Consider: What unobserved factors might department dummies capture (geography, climate, policy)?

# Your code here: Omitted variable analysis
#
# Example structure:
# m_no_dept = pf.feols('imds ~ ln_NTLpc2017 + A00 + A10', data=bol_cs, vcov='HC1')
# m_with_dept = pf.feols('imds ~ ln_NTLpc2017 + A00 + A10 + C(dep)', data=bol_cs, vcov='HC1')
#
# print("WITHOUT department controls:")
# print(f"  NTL coef: {m_no_dept.coef()['ln_NTLpc2017']:.4f} (SE: {m_no_dept.se()['ln_NTLpc2017']:.4f})")
# print(f"  R²: {m_no_dept._r2:.4f}")
#
# print("\nWITH department controls:")
# print(f"  NTL coef: {m_with_dept.coef()['ln_NTLpc2017']:.4f} (SE: {m_with_dept.se()['ln_NTLpc2017']:.4f})")
# print(f"  R²: {m_with_dept._r2:.4f}")
#
# print(f"\nCoefficient change: {m_with_dept.coef()['ln_NTLpc2017'] - m_no_dept.coef()['ln_NTLpc2017']:.4f}")

Task 6: Diagnostic Report (Independent)

Objective: Write a 200-300 word comprehensive model assessment.

Your report should address:

Multicollinearity: Summarize VIF results for satellite features. Are any problematic?
Heteroskedasticity: What does the SE comparison reveal? Should we use robust SEs?
Residual patterns: What do the diagnostic plots show about model specification?
Influential observations: Which municipalities are most influential? Do they represent special cases?
Omitted variables: How do department controls affect the satellite coefficients?
Recommendations: What corrections or modifications would you recommend for the satellite prediction model?
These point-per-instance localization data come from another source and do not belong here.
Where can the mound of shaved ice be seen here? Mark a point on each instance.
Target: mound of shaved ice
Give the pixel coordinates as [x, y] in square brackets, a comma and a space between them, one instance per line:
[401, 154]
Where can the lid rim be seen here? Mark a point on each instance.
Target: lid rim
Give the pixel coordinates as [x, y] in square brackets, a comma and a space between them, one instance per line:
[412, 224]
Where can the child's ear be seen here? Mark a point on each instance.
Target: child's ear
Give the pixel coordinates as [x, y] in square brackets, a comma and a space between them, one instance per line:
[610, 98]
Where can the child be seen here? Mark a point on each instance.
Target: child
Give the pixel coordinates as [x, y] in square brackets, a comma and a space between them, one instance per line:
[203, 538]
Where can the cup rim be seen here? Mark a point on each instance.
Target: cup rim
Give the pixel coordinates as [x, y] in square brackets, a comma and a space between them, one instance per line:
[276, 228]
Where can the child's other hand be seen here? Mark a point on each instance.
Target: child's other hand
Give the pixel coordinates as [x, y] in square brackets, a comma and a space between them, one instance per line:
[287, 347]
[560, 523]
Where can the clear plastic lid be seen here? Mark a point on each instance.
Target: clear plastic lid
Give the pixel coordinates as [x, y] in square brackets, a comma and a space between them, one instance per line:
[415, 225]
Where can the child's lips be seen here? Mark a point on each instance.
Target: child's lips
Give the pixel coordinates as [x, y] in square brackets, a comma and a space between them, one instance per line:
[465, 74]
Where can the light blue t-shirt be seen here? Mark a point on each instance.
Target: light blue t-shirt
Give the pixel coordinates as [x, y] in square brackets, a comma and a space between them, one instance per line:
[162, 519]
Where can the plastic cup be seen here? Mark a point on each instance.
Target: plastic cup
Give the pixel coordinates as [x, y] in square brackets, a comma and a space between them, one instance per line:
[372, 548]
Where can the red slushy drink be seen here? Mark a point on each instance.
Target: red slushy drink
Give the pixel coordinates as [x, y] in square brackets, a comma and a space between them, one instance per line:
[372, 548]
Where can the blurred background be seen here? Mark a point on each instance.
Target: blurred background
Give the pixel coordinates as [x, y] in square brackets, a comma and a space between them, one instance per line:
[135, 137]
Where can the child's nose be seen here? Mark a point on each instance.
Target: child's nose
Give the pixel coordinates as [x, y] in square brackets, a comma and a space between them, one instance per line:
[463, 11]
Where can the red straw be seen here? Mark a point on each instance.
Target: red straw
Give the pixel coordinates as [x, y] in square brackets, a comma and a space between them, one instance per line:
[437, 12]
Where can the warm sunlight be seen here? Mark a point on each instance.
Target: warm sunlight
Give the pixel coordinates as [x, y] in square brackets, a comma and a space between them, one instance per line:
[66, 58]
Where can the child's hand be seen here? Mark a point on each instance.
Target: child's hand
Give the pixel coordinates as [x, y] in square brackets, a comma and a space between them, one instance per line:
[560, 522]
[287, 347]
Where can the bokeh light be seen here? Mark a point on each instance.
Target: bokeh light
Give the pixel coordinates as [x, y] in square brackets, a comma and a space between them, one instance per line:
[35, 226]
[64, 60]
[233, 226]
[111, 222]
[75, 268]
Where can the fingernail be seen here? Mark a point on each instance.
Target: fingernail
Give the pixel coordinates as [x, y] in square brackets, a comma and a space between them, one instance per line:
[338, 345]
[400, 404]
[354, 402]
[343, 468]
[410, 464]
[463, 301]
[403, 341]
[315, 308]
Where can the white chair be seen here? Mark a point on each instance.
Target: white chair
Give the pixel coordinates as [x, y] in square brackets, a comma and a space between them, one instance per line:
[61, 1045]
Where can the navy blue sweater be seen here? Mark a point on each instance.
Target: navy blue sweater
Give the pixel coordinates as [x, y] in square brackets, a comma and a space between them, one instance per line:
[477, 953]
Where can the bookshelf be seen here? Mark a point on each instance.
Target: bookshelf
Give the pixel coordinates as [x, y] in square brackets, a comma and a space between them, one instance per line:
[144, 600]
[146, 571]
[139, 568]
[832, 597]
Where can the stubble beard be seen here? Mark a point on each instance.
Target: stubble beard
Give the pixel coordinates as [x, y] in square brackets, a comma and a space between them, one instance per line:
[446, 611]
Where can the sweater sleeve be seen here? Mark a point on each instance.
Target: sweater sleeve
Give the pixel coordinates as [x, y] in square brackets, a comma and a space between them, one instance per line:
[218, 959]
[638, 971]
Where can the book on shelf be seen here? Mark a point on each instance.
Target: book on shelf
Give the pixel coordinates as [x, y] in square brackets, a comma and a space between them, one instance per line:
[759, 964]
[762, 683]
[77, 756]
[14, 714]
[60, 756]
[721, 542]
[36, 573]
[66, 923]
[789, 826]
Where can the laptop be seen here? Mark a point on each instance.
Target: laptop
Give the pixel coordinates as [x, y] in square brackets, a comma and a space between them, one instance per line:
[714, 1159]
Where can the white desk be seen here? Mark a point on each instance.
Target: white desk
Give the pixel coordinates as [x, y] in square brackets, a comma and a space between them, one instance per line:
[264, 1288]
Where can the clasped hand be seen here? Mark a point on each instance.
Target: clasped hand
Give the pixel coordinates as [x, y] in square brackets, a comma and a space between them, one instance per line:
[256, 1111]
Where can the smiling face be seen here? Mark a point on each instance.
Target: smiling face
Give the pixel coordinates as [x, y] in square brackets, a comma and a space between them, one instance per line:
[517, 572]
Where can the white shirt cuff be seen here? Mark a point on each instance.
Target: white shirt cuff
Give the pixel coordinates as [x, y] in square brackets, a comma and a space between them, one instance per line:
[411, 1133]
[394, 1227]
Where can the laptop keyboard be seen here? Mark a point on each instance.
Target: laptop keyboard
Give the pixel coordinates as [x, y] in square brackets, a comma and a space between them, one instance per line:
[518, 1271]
# Your code here: Additional analysis for the diagnostic report
#
# You might want to:
# 1. Create a summary table of diagnostic findings
# 2. Re-estimate the model excluding influential observations
# 3. Compare results with and without corrections
# 4. Summarize key statistics for your report

What You’ve Learned from This Case Study

Through this diagnostic analysis of the satellite prediction model, you’ve applied Chapter 16’s complete toolkit to real geospatial data:

Multicollinearity assessment: Computed VIF for satellite features and identified correlated embeddings
Heteroskedasticity detection: Compared standard and robust SEs to assess variance assumptions
Residual diagnostics: Created visual diagnostic plots to check model assumptions
Influence analysis: Used DFITS and DFBETAS to identify municipalities that drive the results
Omitted variable assessment: Tested sensitivity of results to department controls
Critical thinking: Formulated recommendations for improving the satellite prediction model

Connection: In Chapter 17, we move to panel data—analyzing how nighttime lights evolve over time across municipalities, using fixed effects to control for time-invariant characteristics.